The presence of Sri Muliani Indrawati, managing director of the World Bank Group, underlined the importance the global multilateral development bank views the Islamic finance industry. The Basel II regime for capital adequacy, she conceded, failed to prevent the financial crisis. Hopefully the proposed Basel III provisions are aimed to strengthen the risk management and micro-prudential regulation of the financial system and to boost its resilience and soundness. In the Islamic finance space, she advised, it is important to ensure that the regulatory and supervisory framework is consistent with global financial reforms, especially in the context of Islamic finance increasingly becoming mainstream and integrated into the global financial system. In this connection, the IFSB itself has announced that it was preparing exposure drafts of two new standards on liquidity risk management. These standards will complement Basel III liquidity standards by providing guidance on Basel III's application to Islamic financial institutions.
Islamic banks, she noted, are some of the best capitalized in the world and show capital levels that far exceed the regulatory requirement. However, she warned that the Islamic finance industry is still faced with several weaknesses and challenges that may undermine its progress.

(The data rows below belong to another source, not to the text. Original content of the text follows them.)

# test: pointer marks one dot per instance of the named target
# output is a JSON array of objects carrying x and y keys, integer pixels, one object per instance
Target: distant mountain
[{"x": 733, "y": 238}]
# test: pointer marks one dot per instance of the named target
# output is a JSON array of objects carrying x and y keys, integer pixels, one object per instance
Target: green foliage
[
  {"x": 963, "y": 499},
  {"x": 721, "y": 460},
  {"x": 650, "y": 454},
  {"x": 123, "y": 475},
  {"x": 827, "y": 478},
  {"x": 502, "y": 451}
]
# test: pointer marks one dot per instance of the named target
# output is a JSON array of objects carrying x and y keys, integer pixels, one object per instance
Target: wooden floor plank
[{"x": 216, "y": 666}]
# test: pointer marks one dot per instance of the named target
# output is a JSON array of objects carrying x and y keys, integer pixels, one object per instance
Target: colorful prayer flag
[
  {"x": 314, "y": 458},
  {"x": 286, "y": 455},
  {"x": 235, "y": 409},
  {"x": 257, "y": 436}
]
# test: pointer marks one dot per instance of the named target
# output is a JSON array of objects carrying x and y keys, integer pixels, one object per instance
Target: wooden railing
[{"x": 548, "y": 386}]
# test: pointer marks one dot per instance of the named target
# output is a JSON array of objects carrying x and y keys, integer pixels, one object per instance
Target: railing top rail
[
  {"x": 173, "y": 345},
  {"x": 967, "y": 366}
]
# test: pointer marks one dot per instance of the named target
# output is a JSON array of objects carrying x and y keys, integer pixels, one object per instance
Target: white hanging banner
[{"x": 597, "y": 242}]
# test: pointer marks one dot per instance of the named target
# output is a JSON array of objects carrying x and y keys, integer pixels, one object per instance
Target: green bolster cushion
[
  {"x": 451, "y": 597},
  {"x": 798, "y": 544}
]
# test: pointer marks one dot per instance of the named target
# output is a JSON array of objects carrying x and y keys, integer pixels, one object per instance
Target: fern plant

These include the lack of customized prudential standards for Islamic financial institutions (IFIs) in many jurisdictions where Islamic finance is practiced; accounting and auditing standards for IFIs similarly are not fully developed; the legal underpinning of Islamic transactions are not yet robust especially in the case of dispute there remains uncertainty whether the court ruling is based on Shariah or civil law; there is also uncertainty of how insolvency and default should be handled; the different interpretations of Shariah rulings across the jurisdictions; the lack of standard documentation which in turn contributes to the high cost of transactions and financing and the pressing issue of liquidity management in Islamic finance.
The rapid growth of the Islamic finance industry has also exposed the global shortage of skilled and experienced professionals in the sector. There is also a scarcity of Shariah scholars with adequate knowledge of banking and finance. In addition, there has been relatively little research on the functioning of Islamic financial systems around the world.
However, more encouragingly, Indrawati confirmed that the World Bank Group has "formally recognized Islamic finance and have designated it a priority area in our financial sector program". The World Bank's strategy for Islamic finance is based on four pillars - capacity building and knowledge management; influencing policy and market development; diagnostic work and analysis in the industry; and providing technical assistance especially in developing a regulatory framework. "The World Bank has always closely cooperated with the Islamic financial services sector. This demonstrates our commitment to help strengthen the institutional development of the industry. In Sudan in the Islamic microfinance space, we have a full program which we hope to see develop to cover other countries and sectors. The World Bank will play a positive role in industrial development and economic growth, as such.